A pooled investment fund. Longer dated investment than a MMF
and, unlike a MMF, enhanced cash funds have variable asset
value. Assets are marked to market on a daily basis and the unit
prices vary accordingly. Investments can be withdrawn on a notice
basis (the length of which depends on the fund) although such
funds would typically be used for investments of 3 to 6 month
duration.

Equity

A share in a company with limited liability. It generally enables the
holder to share in the profitability of the company through dividend
payments and capital gain.

Forward Deal

The act of agreeing today to deposit funds with an institution for an
agreed time limit, on an agreed future date, at an agreed rate.

Forward Deposits

Same as forward dealing (above).

Fiscal Policy

The government policy on taxation and welfare payments.

GDP

Gross Domestic Product.

Gilt

Registered British government securities giving the investor an
absolute commitment from the government to honour the debt that
those securities represent.

Mark to Market
Accounting

Accounting on the basis of the “fair value” of an asset or liability,
based on the current market price. As a result, values will change
with market conditions.

Minimum
Revenue
Provision

This is a prudent sum set aside each year to offset the principal
repayment of any loan to smooth the impact on the local taxpayer.

Money Market
Fund

A well rated, highly diversified pooled investment vehicle whose
assets mainly comprise of short-term instruments. It is very similar
to a unit trust, however a MMF relies on loans to companies rather
than share holdings.

Monetary Policy
Committee (MPC)

Government body that sets the bank rate (commonly referred to as
being base rate). Their primary target is to keep inflation within
plus or minus 1 per cent of a central target of 2.5 per cent in two
years’ time from the date of the monthly meeting of the committee.
Their secondary target is to support the government in maintaining
high and stable levels of growth and employment.

Non-UCITS Retail
Scheme (NURS) –

Undertakings for collective investments are funds authorised to be
sold in the UK that are required to meet standards set by the UK
services regulator. An example is property funds.

Operational
Boundary

The most likely, prudent but not worst-case scenario of external
debt at any one time.

Other Bonds

Pooled funds investing in a wide range of bonds.

PWLB

Public Works Loan Board.

QE

Quantitative Easing.

Retail Price Index

Measurement of the monthly change in the average level of prices
at the retail level weighted by the average expenditure pattern of
the average person.

Sovereign Issues
(Ex UK Gilts)

Bonds issued or guaranteed by nation states, but excluding UK
government bonds.

Supranational
Bonds

Bonds issued by supranational bodies, e.g. European Investment
Bank.

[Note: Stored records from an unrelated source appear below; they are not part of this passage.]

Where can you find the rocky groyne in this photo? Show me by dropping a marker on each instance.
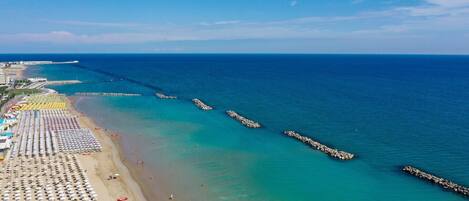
(243, 120)
(444, 183)
(104, 94)
(63, 82)
(201, 104)
(163, 96)
(342, 155)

The bonds – also known as Multilateral Development Bank
bonds – are generally AAA rated and behave similarly to gilts, but
pay a higher yield (“spread”) given their relative illiquidity when
compared with gilts.

Treasury Bill

Treasury bills are short-term debt instruments issued by the UK or
other governments. They provide a return to the investor by virtue
of being issued at a discount to their final redemption value.